Can someone please tell me what exactly are “indefinable theatrics”? That’s how the staff at ACT ended up describing the upcoming Awesome Cycle, a series of four different shows, running four weekends in the Bullitt Cabaret, created by the theater/music collective “Awesome.” When I ask ACT’s executive director Carlo Scandiuzzi, he laughs and admits that was the best he and the theater’s PR department could come up with. “Even they have a hard time describing themselves! We were just sitting around saying ‘What is this exactly? Is it theater, rock and roll, a cabaret?'”
So I decided to ask David Nixon, who’s not only a founding member of “Awesome” but also a doctor of philosophy, and so is accustomed to such thorny challenges as defining the indefinable. “When I was in high school,” he said, “we did one ‘play’ and one ‘musical.’ That was ‘theater.’ As more people do what we do, playing music and doing comedy, sort of telling stories and sort of not, I’m guessing that in the next few years what we do won’t be indefinable. They’ll have a word for it.”

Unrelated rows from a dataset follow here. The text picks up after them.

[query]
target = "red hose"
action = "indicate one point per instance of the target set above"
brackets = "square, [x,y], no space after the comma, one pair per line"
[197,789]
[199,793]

Since its founding five years ago, “Awesome” has played dozens of shows at clubs, in theaters, and even at literary readings. Their bouncy, eccentric music is often compared to that of Ween and They Might Be Giants, and they’ve built a considerable local fan base both in and out of the theater community. After all, who can resist seven good-looking guys in suits who play guitars, accordions, drums, typewriters, Theremins, and even less likely instruments while yelling out things like “Hey everyone! You get a free copy of Windows 2000 if you listen to the next song!” It doesn’t hurt that, unlike a lot of other art bands, the songs they write are actually good, melodic, complex, tight, and fun, with an odd recurring melancholy. They’ve also created three original theater pieces, Delaware, NoSignal, and Here’s What Happened, odd partial narratives that circle abstract ideas (a state that no one’s actually visited; the “death gene”) without creating something as predictable as a musical.
According to Nixon, that’s because the seven members of the group, all self-professed “theater geeks” with backgrounds in music, fringe theater, and sketch comedy, have such different ideas of what they want to do. “We share an artistic vocabulary, but there are lots of disagreements within the band. Some of us approach things from a linear narrative standpoint. And other members aren’t so interested in that, wanting to build a beautiful piece of art and ask those questions later.”
The first show of the Cycle will be a dark reimagining of the ’50s musical Seven Brides for Seven Brothers. (I look forward to comparing it with the 5th Avenue’s straight-up version, opening December 3.) The second week is A Funeral for Indie Rock, featuring a coffin assembled from dental X-rays and informed by Nixon’s own recent experiences with his dying grandfather. (“We had a sort of preliminary funeral for him, but instead of us all staring at a coffin, we were looking at this little old man who can barely move. It was very strange.”) The third week is their Election Report and Analysis, a celebration or mourning, depending on the week’s results. And the final show is The Littlest Bang, which takes on the trivial question of what universe might be left after this one eventually implodes.
While there’s something exhilarating about such wildly diverse topics, it does seem as though the band’s ideas might be stuck in the wacky land of undergraduate bull sessions, where huge ideas yield scattershot results.
When I ask Nixon if the band’s matured in the past five years, he quips that they’ve “immatured,” but then admits that there’s been a major change. “We’re better musicians now. Like our drummer Kirk, who was just messing around when we started—now I’m always whipping my head around mid-show and asking ‘What did you just do?'” Nixon recalls watching a show by the Trucks (who are breaking up), “and they were theatrical and hilarious, a parody of ridiculous girl bands for the ’80s. But they couldn’t sing at all. And you sort of forgive them because they’re crazy and having a good time. But if you’re together for five years, you think you could work on that and get better. There are joke bands that put on bear suits and someone’s dressed as a banana and they’re throwing glitter and everyone laughs and it’s fun. But when we perform, we get measured against other bands.”